A phase 2 clinical trial of a novel therapy for patients who have experienced a relapse of diffuse large B-cell lymphoma (DLBCL) resulted in extended remission, averaging 14.5 months, and longer than three years in exceptional cases. The drug, which targets histone-modifying enzymes (HME), was shown to be effective against a particular genetic mutation. The trial was initiated, designed, and coordinated by Dr. Sarit Assouline, a hematologist oncologist at the Segal Cancer Centre at the Jewish General Hospital and clinician-scientist at the Lady Davis Institute. The results were published in Blood.
“DLBCL is one of the more common forms of lymphoma and is highly aggressive,” pointed out Dr. Assouline, Associate Professor of Medicine and Oncology at McGill University. “Following relapse, there are no effective standards of treatment and life expectancy averages six months. Our challenge is to identify new biomarkers and target specific mutations in order to improve the prognosis. While many clinical trials simply report on how patients respond to a therapy, we devised this study to reveal the mechanisms on which the therapy works in order to understand which patients would benefit.”
As many as 40% of patients with diffuse large B-cell lymphoma cannot be cured with standard chemoimmunotherapy or combinations of existing treatments and stem cell transplantation. Consequently, novel approaches that delve deeper into the molecular structure of their disease are needed. Since most DLBCL tumors contain mutations in histone-modifying enzymes, drugs known as histone deacetylase inhibitors suggested a potential pathway to significantly improve patient outcomes. Participants in the trial were given panobinostat orally in 30 mg doses three times per week.

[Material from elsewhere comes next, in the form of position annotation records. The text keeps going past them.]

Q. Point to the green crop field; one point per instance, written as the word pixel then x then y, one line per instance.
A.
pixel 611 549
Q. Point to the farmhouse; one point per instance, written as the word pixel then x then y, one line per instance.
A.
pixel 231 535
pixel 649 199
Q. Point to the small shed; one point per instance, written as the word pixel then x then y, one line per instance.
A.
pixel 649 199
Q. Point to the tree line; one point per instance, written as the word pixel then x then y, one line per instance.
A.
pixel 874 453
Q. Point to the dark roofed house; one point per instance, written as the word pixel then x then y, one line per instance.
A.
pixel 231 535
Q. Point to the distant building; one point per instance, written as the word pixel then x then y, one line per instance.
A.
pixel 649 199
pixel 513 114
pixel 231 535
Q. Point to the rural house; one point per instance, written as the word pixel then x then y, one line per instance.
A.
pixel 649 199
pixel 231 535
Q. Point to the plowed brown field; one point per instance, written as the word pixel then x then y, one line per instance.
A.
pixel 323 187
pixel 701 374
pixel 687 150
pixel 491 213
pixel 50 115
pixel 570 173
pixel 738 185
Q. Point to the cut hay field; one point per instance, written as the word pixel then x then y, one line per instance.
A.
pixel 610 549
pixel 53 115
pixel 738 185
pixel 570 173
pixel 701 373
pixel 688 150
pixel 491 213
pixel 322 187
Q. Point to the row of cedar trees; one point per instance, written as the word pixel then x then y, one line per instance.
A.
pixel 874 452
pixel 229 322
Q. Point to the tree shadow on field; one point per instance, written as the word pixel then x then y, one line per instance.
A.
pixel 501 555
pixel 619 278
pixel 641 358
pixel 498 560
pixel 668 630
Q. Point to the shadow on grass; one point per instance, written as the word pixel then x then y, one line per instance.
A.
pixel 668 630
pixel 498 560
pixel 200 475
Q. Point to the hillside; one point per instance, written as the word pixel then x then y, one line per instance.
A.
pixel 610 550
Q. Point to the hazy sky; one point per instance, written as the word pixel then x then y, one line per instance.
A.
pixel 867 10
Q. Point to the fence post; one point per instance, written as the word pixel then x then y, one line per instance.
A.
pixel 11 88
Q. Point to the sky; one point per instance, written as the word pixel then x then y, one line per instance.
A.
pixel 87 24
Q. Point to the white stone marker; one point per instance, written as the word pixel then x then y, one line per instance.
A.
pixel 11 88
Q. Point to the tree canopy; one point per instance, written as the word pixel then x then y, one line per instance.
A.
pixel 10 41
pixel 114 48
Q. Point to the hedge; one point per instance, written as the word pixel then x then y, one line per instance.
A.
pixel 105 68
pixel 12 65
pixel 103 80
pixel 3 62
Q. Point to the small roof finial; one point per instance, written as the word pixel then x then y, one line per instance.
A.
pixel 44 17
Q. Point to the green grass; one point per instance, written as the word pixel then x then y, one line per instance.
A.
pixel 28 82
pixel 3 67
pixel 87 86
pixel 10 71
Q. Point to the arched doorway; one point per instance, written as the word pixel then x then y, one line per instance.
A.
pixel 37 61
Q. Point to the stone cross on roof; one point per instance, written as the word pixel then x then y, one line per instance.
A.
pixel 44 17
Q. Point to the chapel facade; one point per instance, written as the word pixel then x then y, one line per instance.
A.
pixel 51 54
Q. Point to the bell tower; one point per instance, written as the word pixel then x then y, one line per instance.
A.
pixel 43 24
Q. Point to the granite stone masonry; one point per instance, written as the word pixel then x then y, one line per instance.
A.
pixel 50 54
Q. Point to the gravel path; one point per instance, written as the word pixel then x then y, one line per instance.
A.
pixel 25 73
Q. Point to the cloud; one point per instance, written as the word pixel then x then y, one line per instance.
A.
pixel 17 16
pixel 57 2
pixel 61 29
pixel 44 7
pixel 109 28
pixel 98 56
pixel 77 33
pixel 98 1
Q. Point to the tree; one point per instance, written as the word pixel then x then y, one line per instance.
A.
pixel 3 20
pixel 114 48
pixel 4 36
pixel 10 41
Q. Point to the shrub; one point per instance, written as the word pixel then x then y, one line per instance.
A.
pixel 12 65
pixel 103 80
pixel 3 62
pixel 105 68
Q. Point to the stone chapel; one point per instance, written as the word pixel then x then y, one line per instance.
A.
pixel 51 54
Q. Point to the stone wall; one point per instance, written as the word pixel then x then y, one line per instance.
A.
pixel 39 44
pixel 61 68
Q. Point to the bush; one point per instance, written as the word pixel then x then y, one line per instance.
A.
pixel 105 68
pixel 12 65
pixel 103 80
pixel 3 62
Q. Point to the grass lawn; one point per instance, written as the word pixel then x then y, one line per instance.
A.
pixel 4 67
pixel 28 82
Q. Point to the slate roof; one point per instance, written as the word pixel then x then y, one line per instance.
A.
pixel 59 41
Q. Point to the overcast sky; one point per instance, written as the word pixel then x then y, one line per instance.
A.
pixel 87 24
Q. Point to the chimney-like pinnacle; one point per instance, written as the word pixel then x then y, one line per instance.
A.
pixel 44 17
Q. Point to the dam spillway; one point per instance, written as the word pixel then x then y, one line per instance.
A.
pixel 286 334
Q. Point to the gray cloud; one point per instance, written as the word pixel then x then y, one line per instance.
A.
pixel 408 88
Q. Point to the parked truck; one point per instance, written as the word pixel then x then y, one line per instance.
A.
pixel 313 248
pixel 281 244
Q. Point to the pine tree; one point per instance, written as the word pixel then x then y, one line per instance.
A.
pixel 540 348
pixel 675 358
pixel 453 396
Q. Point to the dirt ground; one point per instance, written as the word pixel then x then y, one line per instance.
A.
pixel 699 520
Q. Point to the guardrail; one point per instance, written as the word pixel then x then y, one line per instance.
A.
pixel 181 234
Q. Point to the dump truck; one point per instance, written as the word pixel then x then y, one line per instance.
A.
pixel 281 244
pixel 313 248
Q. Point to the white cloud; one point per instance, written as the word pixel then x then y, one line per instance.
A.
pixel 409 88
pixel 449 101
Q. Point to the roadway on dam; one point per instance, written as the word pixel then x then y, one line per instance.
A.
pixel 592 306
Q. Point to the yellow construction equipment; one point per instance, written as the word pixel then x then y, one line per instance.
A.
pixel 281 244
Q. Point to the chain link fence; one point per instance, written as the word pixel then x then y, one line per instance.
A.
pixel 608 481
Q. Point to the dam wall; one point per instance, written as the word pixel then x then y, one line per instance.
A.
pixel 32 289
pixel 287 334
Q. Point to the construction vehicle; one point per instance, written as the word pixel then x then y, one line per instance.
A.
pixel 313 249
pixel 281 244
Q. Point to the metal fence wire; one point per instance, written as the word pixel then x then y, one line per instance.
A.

Sophisticated genomic analyses of the mutations presented in each individual patient’s tumor revealed which patients were most likely to respond, as well as distinguishing those who would not. Overall, 28% of the patients in the trial experienced a positive response to the treatment. A mutation in the gene MEF2B was found to be significantly associated with this effect (approximately 11% of patients with DLBCL have this mutation). Moreover, the patients who responded remained in remission upon terminating the therapy. At the same time, increased levels of circulating tumor DNA (ctDNA) observed in plasma samples were strongly associated with a failure to respond.
This study revealed that panobinostat seemed to impact a variety of proteins, suggesting that collecting biopsies and blood samples for analysis at intervals during treatment is a useful means for monitoring how a cancer evolves over time. This reinforces the importance of precision medicine in cancer.
A commentary by Dr. Mark Roschewski of the National Cancer Institute that accompanied the paper in Blood drew attention to “the comprehensive set of molecular predictive biomarkers used in this study.” He went on to commend Dr. Assouline and her collaborators “for conducting a clinical trial that incorporates informative translational studies, and hence provides a far more nuanced result than response rates alone.”
The trial included 42 patients at four Canadian sites, including the Segal Cancer Centre at the Jewish General Hospital in Montreal, between December 2010 and December 2013.
“This trial has generated considerable data regarding methodology for processing samples from a clinical study, the genetic mutations associated with DLBCL and how they evolve over time, on ctDNA, and mechanisms of resistance to histone deacetylase inhibitors,” said Dr. Assouline. “Our success is attributable to the tremendous synergy between clinical and research facilities at the JGH and Segal Cancer Centre. Having all the facilities and access to collaborators with different expertise, including the Molecular Pathology Centre, is what enables us to make the most of clinical and translational opportunities.”